% Generated by roxygen2: do not edit by hand
% Please edit documentation in R/lma_dict.R
\name{lma_dict}
\alias{lma_dict}
\title{English Function Word Category and Special Character Lists}
\usage{
lma_dict(..., as.regex = TRUE, as.function = FALSE)
}
\arguments{
\item{...}{Numbers or letters corresponding to category names: ppron, ipron, article,
adverb, conj, prep, auxverb, negate, quant, interrog, number, interjection, or special.}

\item{as.regex}{Logical: if \code{FALSE}, lists are returned without regular expression.}

\item{as.function}{Logical or a function: if specified and \code{as.regex} is \code{TRUE}, the selected dictionary
will be collapsed to a regex string (terms separated by \code{|}), and a function for matching characters to that
string will be returned. The regex string is passed to the matching function (\code{\link{grepl}} by default)
as a 'pattern' argument, with the first argument of the returned function being passed as an 'x' argument.
See examples.}
}
\value{
A list with a vector of terms for each category, or (when \code{as.function = TRUE}) a function which
accepts an initial "terms" argument (a character vector), and any additional arguments determined by function
entered as \code{as.function} (\code{\link{grepl}} by default).
}
\description{
Returns a list of function words based on the Linguistic Inquiry and Word Count 2015 dictionary
(in terms of category names -- words were selected independently), or a list of special characters and patterns.
}
\note{
The \code{special} category is not returned unless specifically requested. It is a list of regular expression
strings attempting to capture special things like ellipses and emojis, or sets of special characters (those outside
of the Basic Latin range; \code{[^\\u0020-\\u007F]}), which can be used for character conversions.
If \code{special} is part of the returned list, \code{as.regex} is set to \code{TRUE}.

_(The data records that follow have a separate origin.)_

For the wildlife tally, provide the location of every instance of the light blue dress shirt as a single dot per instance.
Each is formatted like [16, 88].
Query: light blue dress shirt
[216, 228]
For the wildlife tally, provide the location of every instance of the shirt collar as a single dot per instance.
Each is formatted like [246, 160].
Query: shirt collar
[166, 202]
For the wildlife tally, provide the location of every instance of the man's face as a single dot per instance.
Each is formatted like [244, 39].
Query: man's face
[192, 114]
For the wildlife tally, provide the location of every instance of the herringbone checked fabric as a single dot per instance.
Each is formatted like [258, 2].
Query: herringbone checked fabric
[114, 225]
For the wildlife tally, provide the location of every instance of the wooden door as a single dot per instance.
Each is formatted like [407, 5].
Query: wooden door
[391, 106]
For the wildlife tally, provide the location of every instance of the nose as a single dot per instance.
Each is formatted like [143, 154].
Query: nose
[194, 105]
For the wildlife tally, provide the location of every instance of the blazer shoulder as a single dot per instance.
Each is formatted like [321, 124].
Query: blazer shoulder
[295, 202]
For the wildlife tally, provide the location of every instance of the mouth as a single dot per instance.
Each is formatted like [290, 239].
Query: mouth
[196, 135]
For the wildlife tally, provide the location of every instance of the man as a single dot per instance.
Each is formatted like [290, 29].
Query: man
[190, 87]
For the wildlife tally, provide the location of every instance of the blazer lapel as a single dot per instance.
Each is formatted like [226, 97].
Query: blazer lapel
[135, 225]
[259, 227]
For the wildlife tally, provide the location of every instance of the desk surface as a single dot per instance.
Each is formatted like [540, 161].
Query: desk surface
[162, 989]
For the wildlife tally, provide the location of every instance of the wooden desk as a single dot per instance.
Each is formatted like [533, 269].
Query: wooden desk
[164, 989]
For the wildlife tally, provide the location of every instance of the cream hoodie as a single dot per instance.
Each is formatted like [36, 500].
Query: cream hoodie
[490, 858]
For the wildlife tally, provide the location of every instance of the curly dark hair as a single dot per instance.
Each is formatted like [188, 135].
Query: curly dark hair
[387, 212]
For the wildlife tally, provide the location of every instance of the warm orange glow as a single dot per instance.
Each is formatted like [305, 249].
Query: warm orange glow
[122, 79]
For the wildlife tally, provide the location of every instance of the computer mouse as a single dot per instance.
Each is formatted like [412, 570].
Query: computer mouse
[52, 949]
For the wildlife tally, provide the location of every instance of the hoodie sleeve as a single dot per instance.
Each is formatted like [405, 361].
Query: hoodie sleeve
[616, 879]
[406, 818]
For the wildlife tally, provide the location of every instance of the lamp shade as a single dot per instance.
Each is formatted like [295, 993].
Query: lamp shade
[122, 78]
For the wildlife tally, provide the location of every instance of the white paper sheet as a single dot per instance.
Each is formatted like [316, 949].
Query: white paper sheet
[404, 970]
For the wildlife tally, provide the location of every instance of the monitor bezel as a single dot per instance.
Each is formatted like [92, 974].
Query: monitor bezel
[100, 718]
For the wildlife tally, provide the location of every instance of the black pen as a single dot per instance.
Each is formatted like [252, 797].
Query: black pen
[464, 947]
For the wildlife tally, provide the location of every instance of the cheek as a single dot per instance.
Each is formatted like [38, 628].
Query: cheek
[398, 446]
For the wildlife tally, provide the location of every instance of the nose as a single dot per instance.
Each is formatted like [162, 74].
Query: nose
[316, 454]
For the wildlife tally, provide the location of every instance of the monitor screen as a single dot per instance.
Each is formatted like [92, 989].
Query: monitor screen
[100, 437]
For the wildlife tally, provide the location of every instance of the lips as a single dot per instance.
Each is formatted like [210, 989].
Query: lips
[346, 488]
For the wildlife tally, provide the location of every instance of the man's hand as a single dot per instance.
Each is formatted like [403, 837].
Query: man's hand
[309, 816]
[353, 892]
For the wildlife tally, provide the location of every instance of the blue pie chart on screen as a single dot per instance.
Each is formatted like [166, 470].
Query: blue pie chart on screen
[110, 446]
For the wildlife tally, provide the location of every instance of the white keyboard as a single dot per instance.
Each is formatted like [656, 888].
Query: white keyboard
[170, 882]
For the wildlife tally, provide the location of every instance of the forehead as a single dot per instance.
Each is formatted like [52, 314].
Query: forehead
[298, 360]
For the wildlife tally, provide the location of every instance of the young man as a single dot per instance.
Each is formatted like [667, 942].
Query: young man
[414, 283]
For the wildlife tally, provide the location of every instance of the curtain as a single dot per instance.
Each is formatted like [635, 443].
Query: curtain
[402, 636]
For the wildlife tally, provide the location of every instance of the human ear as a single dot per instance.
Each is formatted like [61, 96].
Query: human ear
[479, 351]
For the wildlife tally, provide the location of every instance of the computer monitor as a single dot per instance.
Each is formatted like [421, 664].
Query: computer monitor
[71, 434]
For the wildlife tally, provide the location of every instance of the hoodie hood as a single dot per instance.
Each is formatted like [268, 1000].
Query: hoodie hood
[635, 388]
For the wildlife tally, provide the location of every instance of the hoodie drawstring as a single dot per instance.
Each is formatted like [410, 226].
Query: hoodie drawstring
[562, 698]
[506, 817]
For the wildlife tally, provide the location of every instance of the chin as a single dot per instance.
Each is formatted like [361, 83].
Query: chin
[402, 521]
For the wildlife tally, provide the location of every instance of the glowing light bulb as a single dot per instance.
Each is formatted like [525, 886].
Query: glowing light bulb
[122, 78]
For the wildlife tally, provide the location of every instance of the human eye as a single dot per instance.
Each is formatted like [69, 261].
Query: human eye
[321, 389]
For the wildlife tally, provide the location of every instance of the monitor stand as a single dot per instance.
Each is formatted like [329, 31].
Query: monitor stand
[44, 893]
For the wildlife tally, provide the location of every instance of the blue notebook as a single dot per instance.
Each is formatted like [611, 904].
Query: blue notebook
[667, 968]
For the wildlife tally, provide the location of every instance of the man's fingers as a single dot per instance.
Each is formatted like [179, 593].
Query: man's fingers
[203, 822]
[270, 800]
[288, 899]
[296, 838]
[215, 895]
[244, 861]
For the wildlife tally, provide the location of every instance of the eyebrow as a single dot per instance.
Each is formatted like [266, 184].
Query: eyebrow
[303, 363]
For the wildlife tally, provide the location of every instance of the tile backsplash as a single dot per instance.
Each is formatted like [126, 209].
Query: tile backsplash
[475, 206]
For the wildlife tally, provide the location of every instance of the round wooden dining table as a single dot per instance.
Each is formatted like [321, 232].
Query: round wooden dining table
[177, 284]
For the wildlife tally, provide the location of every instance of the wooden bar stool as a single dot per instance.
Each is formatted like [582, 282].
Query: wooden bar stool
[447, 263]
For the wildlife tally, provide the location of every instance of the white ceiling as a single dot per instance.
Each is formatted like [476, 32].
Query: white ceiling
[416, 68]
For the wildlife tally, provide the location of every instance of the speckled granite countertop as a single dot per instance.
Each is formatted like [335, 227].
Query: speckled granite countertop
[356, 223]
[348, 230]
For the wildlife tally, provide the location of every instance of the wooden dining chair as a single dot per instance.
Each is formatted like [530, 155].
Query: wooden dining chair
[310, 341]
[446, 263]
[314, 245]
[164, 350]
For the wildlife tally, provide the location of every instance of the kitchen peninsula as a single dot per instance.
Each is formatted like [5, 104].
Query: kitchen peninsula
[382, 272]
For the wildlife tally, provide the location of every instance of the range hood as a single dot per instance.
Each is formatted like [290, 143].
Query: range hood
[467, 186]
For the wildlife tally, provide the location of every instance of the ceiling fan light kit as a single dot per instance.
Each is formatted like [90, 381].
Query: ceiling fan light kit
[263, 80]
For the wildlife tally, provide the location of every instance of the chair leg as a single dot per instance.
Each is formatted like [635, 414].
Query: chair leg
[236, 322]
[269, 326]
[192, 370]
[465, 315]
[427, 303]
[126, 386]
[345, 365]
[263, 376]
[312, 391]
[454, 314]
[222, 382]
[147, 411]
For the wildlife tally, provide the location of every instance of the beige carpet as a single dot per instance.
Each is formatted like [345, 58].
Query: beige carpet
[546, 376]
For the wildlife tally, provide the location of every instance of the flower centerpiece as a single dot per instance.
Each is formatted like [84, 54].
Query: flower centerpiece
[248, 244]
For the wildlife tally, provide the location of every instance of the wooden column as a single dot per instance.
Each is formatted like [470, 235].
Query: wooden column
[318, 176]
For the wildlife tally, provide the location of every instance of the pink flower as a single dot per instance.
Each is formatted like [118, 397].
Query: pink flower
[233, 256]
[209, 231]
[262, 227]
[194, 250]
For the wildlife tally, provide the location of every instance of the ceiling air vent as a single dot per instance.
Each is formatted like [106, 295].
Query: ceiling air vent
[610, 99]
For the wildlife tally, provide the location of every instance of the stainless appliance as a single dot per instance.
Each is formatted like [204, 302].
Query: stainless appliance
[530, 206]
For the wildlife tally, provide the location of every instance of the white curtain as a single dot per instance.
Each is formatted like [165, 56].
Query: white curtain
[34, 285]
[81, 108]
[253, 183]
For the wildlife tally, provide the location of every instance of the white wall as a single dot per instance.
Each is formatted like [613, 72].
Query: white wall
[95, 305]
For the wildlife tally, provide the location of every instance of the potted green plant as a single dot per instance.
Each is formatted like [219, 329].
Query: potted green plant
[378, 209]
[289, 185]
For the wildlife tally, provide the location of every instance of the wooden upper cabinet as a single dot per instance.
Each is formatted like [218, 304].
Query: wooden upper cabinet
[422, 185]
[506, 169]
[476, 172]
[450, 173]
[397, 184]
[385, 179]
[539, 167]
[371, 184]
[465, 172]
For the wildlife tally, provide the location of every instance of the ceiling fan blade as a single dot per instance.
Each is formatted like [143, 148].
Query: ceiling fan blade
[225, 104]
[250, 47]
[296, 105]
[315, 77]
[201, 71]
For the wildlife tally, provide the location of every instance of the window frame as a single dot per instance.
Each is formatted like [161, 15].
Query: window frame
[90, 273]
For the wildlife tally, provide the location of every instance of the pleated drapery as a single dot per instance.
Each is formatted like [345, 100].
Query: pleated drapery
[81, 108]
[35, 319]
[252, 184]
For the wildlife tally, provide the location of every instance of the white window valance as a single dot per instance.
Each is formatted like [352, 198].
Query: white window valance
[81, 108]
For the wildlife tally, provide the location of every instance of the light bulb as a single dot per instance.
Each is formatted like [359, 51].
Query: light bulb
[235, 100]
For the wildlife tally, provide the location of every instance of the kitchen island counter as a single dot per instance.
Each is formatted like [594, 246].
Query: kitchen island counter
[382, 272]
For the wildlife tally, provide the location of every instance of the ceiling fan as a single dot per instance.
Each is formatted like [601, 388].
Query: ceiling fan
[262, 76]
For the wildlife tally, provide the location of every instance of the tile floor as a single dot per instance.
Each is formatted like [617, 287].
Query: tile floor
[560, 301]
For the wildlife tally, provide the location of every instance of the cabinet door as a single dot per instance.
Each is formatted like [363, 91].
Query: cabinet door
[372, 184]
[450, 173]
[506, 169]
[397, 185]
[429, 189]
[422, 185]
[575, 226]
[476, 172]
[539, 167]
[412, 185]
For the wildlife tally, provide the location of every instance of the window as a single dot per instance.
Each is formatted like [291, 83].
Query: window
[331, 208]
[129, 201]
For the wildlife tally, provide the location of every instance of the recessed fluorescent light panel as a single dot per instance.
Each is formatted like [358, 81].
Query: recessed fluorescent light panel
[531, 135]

The \code{special} list is always used by both \code{\link{lma_dtm}} and \code{\link{lma_termcat}}. When creating a
dtm, \code{special} is used to clean the original input (so that, by default, the punctuation involved in ellipses
and emojis are treated as different -- as ellipses and emojis rather than as periods and parens and colons and such).
When categorizing a dtm, the input dictionary is passed by the special lists to be sure the terms in the dtm match up
with the dictionary (so, for example, ": (" would be replaced with "repfrown" in both the text and dictionary).
}
\examples{
# return the full dictionary (excluding special)
lma_dict()

# return the standard 7 category lsm categories
lma_dict(1:7)

# return just a few categories without regular expression
lma_dict(neg, ppron, aux, as.regex = FALSE)

# return special specifically
lma_dict(special)

# returning a function
is.ppron <- lma_dict(ppron, as.function = TRUE)
is.ppron(c("i", "am", "you", "were"))

in.lsmcat <- lma_dict(1:7, as.function = TRUE)
in.lsmcat(c("a", "frog", "for", "me"))

## use as a stopword filter
is.stopword <- lma_dict(as.function = TRUE)
dtm <- lma_dtm("Most of these words might not be all that relevant.")
dtm[, !is.stopword(colnames(dtm))]

## use to replace special characters
clean <- lma_dict(special, as.function = gsub)
clean(c(
  "\u201Ccurly quotes\u201D", "na\u00EFve", "typographer\u2019s apostrophe",
  "en\u2013dash", "em\u2014dash"
))
}
\seealso{
To score texts with these categories, use \code{\link{lma_termcat}}.
}